MPRJ ajuíza ação de improbidade por irregularidades em contrato para a aquisição de cestas básicas pela Fundação Leão XIII.

O Ministério Público do Estado do Rio de Janeiro (MPRJ), por meio da Força-Tarefa de Atuação Integrada na Fiscalização das Ações Estaduais e Municipais de Enfrentamento à Covid-19 (FTCOVID-19/MPRJ) e da 4ª Promotoria de Justiça de Tutela Coletiva de Defesa da Cidadania da Capital, ajuizou nesta quarta-feira (01/07) ação civil pública de improbidade administrativa contra a Fundação Leão XIII, dois dirigentes da entidade e a empresa Cesta de Alimentos Brasil. De acordo com a ACP, o contrato nº 01/2020, no valor de R$ 21.600.000,00, celebrado entre a Fundação e a empresa para o fornecimento de 200 mil cestas básicas para o projeto “Mutirão Humanitário”, foi firmado com dispensa de licitação e foram identificadas ilegalidades graves, como a existência de sobrepreço e superfaturamento.

O “Mutirão Humanitário” foi criado pelo Governo do Estado para distribuir, em caráter emergencial no contexto de enfrentamento da pandemia do novo coronavírus (Covid-19), cerca de um milhão de cestas básicas a famílias em situação de vulnerabilidade social, inscritas no Cadastro Único para Programas Sociais (CadÚnico). As investigações realizadas no âmbito do inquérito civil n° 2020.00309641 mostraram que a metodologia utilizada na coleta de propostas de preços foi a de envio de solicitação de cotação para os fornecedores cadastrados no Sistema Integrado de Gestão de Aquisições do Estado do Rio de Janeiro (SIGA).

Os documentos anexados à ação mostram que foram remetidos e-mails a 53 fornecedores cadastrados no SIGA e a um fornecedor não cadastrado, tendo havido o retorno de apenas três sociedades empresárias, entre elas a que não estava registrada no sistema, causando estranheza o fato de que 51 empresas não tenham respondido ao chamamento, mesmo que para manifestar o desinteresse em apresentar proposta. A 4ª Promotoria de Justiça de Tutela Coletiva de Defesa da Cidadania da Capital contatou 34 destas sociedades empresárias e obteve retorno de apenas 11, que disseram não terem sido consultadas pela Fundação Leão XIII, fato que comprova a má-fé dos demandados em tentar conferir legitimidade para a contratação.

Além disso, a despeito da alegada pesquisa de preços realizada junto a 53 fornecedores pela Fundação, em consulta feita ao SIGA com os mesmos parâmetros (tipo – família – classe – artigo), foram localizados 333 fornecedores (se o critério de pesquisa for o artigo 02 – aquisição de gêneros alimentícios) e 487 fornecedores (utilizando-se como critério de pesquisa o artigo 03 – fornecimento de cesta básica). Outro fato que chamou a atenção durante as investigações é que o processo SEI 160004/000019/2020, instaurado anteriormente ao processo atual de compra das cestas básicas, demonstra a existência de ao menos quatro sociedades empresárias interessadas no fornecimento das cestas, com prazo de entrega mais rápido, tendo duas das empresas concorrentes apresentado propostas de preços mais vantajosas do que o apresentado pela Cesta de Alimentos Brasil.
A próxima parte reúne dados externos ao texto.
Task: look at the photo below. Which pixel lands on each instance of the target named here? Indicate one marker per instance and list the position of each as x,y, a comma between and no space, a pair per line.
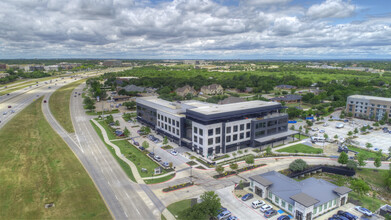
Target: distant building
287,98
307,199
112,63
285,87
213,89
368,107
183,91
230,100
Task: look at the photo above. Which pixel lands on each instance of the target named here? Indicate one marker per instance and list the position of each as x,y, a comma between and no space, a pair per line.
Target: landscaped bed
301,148
178,187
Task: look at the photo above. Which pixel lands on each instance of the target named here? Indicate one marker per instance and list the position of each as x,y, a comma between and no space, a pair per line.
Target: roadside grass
140,159
37,167
369,154
301,148
159,180
59,105
122,163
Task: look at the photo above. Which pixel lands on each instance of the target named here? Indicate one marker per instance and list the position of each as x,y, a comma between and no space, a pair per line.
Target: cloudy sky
195,29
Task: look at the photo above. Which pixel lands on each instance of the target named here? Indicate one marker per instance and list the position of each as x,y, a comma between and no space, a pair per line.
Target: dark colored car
247,196
283,217
270,213
347,215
Requerimentos do MPRJ à Justiça em tutela de urgência

Diante das ilegalidades verificadas, requer o MPRJ que a Justiça determine, em caráter de urgência, que a Fundação Leão XIII abstenha-se de efetivar o pagamento à sociedade empresária Cesta de Alimentos Brasil Ltda, do valor correspondente ao sobrepreço apurado, que soma R$ 2.852.000,00, o qual leva em conta o valor apurado por cesta (R$ 14,26), de modo que os novos pagamentos remanescentes a serem feitos pela fundação à sociedade empresária para quitação total do contrato em tela não ultrapassem R$ 1.053.000,00, e ainda abstenha-se de realizar novos processos de compra e de celebrar novos contratos de aquisição de cestas básicas, ante a fundamentação exposta no item IV, por consistir em desvirtuamento da função institucional da Fundação Leão XIII.

Ao final, o parquet fluminense também requereu a aplicação das sanções previstas na Lei 8.249/19992 para a prática dos atos de improbidade administrativa atribuídos aos réus e, ainda, o ressarcimento do dano causado ao erário pela celebração do contrato 01/2020.

Finalmente, cabe ainda ressaltar que, no escopo de outra ACP ajuizada na esfera da Assistência Social (nº 0104521-90.2020.8.19.0001), o Grupo de Apoio Técnico Especializado (GATE/MPRJ) apurou, por meio de análise orçamentária, que a Política Pública da Assistência Social (SUAS), mesmo em situação de calamidade e tendo sua essencialidade prevista no artigo 6º da Constituição Federal, representa apenas 0,29% do orçamento do Estado do Rio. E que a referida política pública, apesar de contar com percentual tão reduzido, ainda sofre com a perda de parte de seus poucos recursos, em função da celebração de contratos irregulares, com o que tratou da distribuições de cestas básicas por meio da Fundação Leão XIII.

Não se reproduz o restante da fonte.